В итоге они серьезно поспорили обо всем, в частности о сеансе, и это сильно подорвало их дружбу. Дойл говорил, что они из искреннего сострадания хотели дать сыну возможность пообщаться с матерью, как-то утешить его и примирить с утратой; что сам Гудини был поражен, впечатлен и тронут. Гудини же уверял, что сохранял полную невозмутимость и все его надежды ощутить присутствие матери никоим образом не оправдались.
Гудини не стал говорить Дойлу, что мать его изъяснялась на ломаном английском, а уж писать и вовсе не умела. Кроме того, так совпало, что тот день, 17 июня, был днем ее рождения, и Гудини был уверен — она не забыла бы об этом упомянуть. Ну и наконец, он недоумевал, почему на каждом листе леди Дойл рисовала крест: ведь мать его была иудейского вероисповедания, и уж что-что, а крест тут был ни при чем.
Для Гудини сеанс явился окончательным подтверждением того, что спиритуализм — сплошной обман. Разумеется, он вовсе не считал, что Дойлы намеренно вводили его в заблуждение — просто сами они заблуждались. И потому он ничего не возразил — из уважения к хозяину и нежелания расстраивать леди Дойл. После того вечера они еще несколько раз встречались в Нью-Йорке на обедах и в театре, а 24 июня иллюзионист поднялся на борт лайнера “Адриатика”, чтобы попрощаться с семейством Дойлов.
Несколько месяцев Гудини не распространялся о том, что произошло в Атлантик-Сити. Но хотя ему и не хотелось предавать друзей, все же он не желал, чтобы люди думали, будто он и впрямь вступил в общение с матерью, тем более что в каком-то смысле он расценивал это как насмешку над ее памятью и своими сыновьними чувствами. И 30 октября 1922 года в “Нью-Йорк сан” вышла его статья, где он сообщал, что никакого контакта не было, что он испытывал ту же горечь и одиночество, как и всегда после смерти матери. Написал Гудини и о том, что его изумила, так сказать, лингвистическая сторона дела.

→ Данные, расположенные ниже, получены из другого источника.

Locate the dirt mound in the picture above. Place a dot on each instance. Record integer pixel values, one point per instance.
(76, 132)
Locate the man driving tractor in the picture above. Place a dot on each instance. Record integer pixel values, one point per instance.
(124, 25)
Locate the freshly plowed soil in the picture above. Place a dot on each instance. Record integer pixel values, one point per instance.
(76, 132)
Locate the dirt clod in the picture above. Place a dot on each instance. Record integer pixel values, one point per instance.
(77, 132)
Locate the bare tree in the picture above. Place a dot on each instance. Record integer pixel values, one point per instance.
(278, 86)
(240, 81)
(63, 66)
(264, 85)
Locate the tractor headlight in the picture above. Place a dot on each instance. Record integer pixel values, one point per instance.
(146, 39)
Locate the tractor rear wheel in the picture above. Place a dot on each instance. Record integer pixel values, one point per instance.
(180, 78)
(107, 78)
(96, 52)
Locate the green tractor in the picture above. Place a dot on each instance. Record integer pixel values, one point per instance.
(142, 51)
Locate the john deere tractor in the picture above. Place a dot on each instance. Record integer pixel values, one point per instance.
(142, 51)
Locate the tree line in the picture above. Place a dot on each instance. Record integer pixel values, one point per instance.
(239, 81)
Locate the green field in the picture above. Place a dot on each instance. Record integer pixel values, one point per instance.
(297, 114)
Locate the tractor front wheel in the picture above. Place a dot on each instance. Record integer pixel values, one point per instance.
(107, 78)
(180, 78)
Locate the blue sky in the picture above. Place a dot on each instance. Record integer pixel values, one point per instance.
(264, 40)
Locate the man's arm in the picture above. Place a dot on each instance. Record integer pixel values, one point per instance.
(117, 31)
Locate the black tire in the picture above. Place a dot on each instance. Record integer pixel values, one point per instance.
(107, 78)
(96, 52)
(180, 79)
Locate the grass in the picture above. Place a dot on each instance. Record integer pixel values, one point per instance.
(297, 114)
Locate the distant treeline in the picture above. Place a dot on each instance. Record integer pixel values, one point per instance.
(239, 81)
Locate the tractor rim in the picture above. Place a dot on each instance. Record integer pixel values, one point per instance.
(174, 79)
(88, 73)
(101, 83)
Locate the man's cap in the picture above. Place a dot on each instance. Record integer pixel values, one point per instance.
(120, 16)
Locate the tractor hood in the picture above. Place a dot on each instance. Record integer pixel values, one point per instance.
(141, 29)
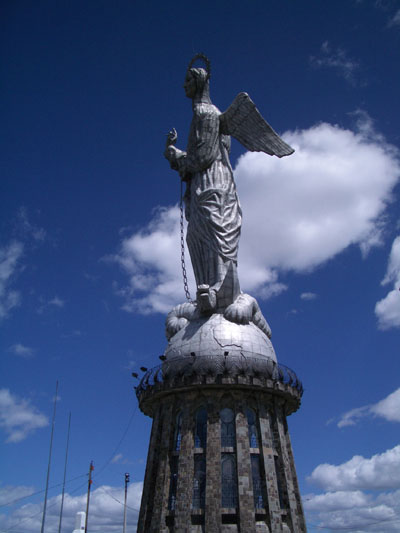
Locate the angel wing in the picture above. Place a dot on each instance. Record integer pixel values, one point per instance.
(243, 121)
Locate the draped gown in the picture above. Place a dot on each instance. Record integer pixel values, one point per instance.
(212, 205)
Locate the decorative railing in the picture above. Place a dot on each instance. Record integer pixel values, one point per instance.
(256, 367)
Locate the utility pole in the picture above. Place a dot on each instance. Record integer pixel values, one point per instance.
(126, 493)
(65, 473)
(91, 468)
(48, 466)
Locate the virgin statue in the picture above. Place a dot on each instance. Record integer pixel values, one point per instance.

Дойл был возмущен, он счел статью предательской и оскорбительной по отношению к Джин. Гудини получил от него весьма резкое письмо. С точки зрения Дойла, не имело ни малейшего значения, что мать Гудини была безграмотна, — ведь она лишь передавала сообщение, а писала-то леди Дойл. (Несколько нелогично, ибо суть “автоматического письма” в том и заключается, что рукой медиума водит дух.) Впрочем, он объяснил Гудини, что духи постоянно повышают свой образовательный уровень, и его мать могла как следует подучить английский на том свете. Он полагал, что Гудини проявил себя человеком узколобым и неблагодарным, страдающим, как он выразился, “комплексом маго-Гудинитис”. Они еще какое-то время обменивались письмами, полемизировали в прессе, и, несмотря на охлаждение отношений, сумели сохранить видимость дружбы.
Турне Дойла по Штатам вновь пробудило там интерес к спиритуализму, и в декабре 1922 года весьма уважаемый “Американский научный журнал” предложил 2500 долларов тому, кто сумеет продемонстрировать настоящий психический феномен при условии строжайшего контроля экспертной комиссии, а еще 2500 тому, кто совершит материализацию. Одним из экспертов был Гудини, чтобы “гарантировать зрителям отсутствие каких-либо трюков”.
Конан Дойл был до крайности недоволен и самим конкурсом, и участием Гудини. Он писал Орсону Мунну, редактору “Американского научного журнала”, что денежный интерес “привлечет мошенников со всей страны”, а в письме к Гудини поинтересовался, о какой непредвзятости может идти речь, если всем известно его скептическое отношение к спиритуализму. “Боюсь, что ваши недавние высказывания не только отпугнут любого порядочного медиума — ведь они люди, а не бесчувственные машины, — но и вообще сделают появление духов невозможным, поскольку они тоже не любят атмосферы враждебности”.
Среди прочих участие в конкурсе решила принять и некая Марджери, с которой Дойл познакомился в Бостоне. На самом деле ее звали Мина Крэндон. Она была красавица, и несмотря на то, что была замужем за преуспевающим бостонским хирургом Лероем Годдардом Крэндоном, у нее не было недостатка в поклонниках, считавших ее величайшим в истории медиумом. Известность ее носила весьма скандальный характер: поговаривали, что на ее сеансах творится черт-те что и нередко она является на них полностью обнаженной. Проводником ей в потусторонний мир служил ее брат Уолтер, пожарный, погибший в 1911 году в железнодорожной катастрофе. Для материализации его духа она использовала эктоплазму из вагины, а на столе хранила восковой отпечаток его большого пальца, снятый на одном из сеансов.